Bundan sonra da zahmet edeceğimizi pek sanmıyorum ben, herşey olup bittikten sonra mağdur rolü, öfkeli tehditler her zaman daha kolay geliyor bize!

*****


Demirtaş yanılıyor!

BDP Eşbaşkanı Selahattin Demirtaş “Türkiye’de Ermenilerin yaşadığı trajediyi korkusuz şekilde tartışabiliyor muyuz” diye sormuş, daha doğrusu “tartışamadığımızı” iddia etmiş. Yanılıyor, en az son on beş yıldır gazete ve TV’lerde, üniversiteler ve her yerde yapılan açık oturumlarda sık sık tartışıldı. Ama son birkaç yıl “terör, Ergenekon” gibi konulardan ona fırsat kalmadı ve zaten ilgilenen pek az kişi vardı. Demirtaş’ın da Fransa’nın kararından önce değindiğini hiç hatırlamıyorum.

Bu “Türkiye tartışmıyor, biz bugüne kadar tehcir ve 1915 olaylarıyla ilgili hiç bilgilendirilmedik” benzeri şikayetler yukarda söz ettiğim akademisyen ve yazarlar tarafından da Batı ülkelerine hep söylendi.
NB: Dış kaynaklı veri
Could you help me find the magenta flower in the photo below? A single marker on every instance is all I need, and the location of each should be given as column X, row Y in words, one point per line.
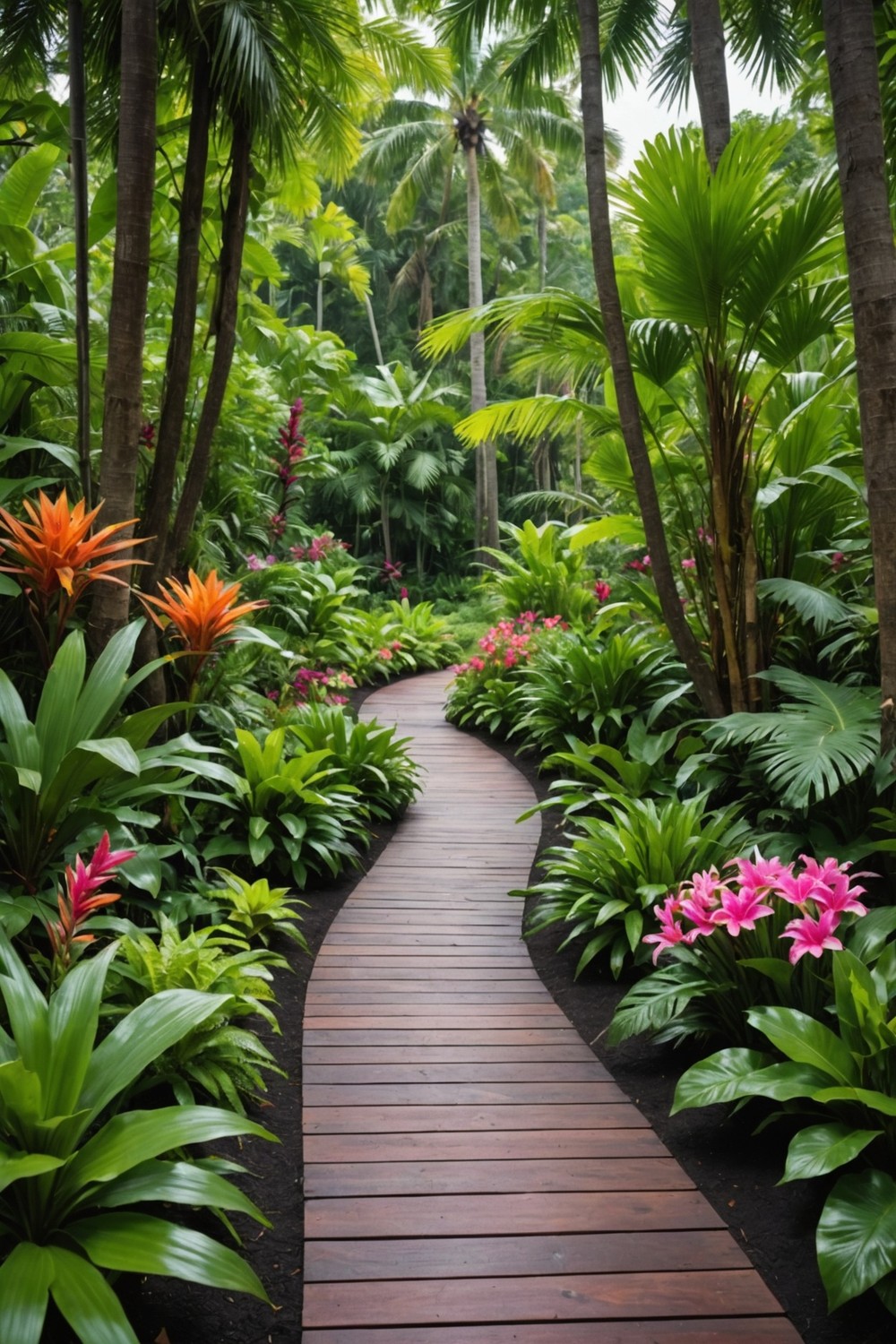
column 813, row 935
column 740, row 910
Oysa; “tarih kitaplarında detaylı bilgi verilmediği” doğrudur ama tartışılmadığı doğru değildir. Kafadan suçlama da yapmayalım kendimize lütfen!

*****


Ayşe Paşalı davası, nihayet!

Yargıtay nihayet sonunda Ayşe Paşalı cinayeti davasında kararı verdi ve 3 çocuk annesi kadıncağıza yıllarca şiddet uyguladıktan sonra onu öldüren eski kocaya “ömür boyu hapis” cezası oybirliğiyle onandı. Bu karar “kesinlikle değişmeyecek, affa uğramayacak şekilde” uygulanmalı..

Bildiğim kadarıyla bunun için “ağırlaştırılmış müebbet” kararı verilmesi gerekiyor, neden bu yapılmadı acaba? Umalım da sonunda yine bir afla filan indirime uğramasın!

SAĞLAM RAPORU!!

Diğer tarafta “İzmir’de karakolda iki polis tarafından feci şekilde dövülen kadın”la ilgili haber dehşet verici.. “Dayak” çok hafif kalır, iki polisin tekme tokat saldırısı, işkencesi sonunda kadının yüzünün ne hale geldiğinin fotoğrafları yayınlandı, herkes bunu ve internetteki korkunç saldırıyı izledi. Ama meğer yine de “kadın sağlam”mış!!

İki gün önce Mehmet Y. Yılmaz “dayak yiyen kadına SAĞLAM RAPORU verildiğini ve bu raporu veren doktor hakkında da hiçbir işlem yapılmadığını” yazmış, “bugün yarın diğer tüm suçluların da yakayı kurtardığını görürüz” demişti. Buna hiç şüphe yok, öyle olacağı zaten savcının “dayak yiyen kadını suçlu çıkarıp, polislerin hapissiz kurtulmasını sağlayan dava istemi”nden belliydi. Ve bu olaylarda verilen bu kararlar aynı zamanda bundan sonra benzer durumlarda suçlulara cesaret de verecek.

Yine aynı noktaya geliyoruz; Kadın Bakanlığı ve STK ’lar bu haksızlıklara sessiz kaldıkça hiçbir şey de-ğiş-me-yecek ! Sussunlar bakalım!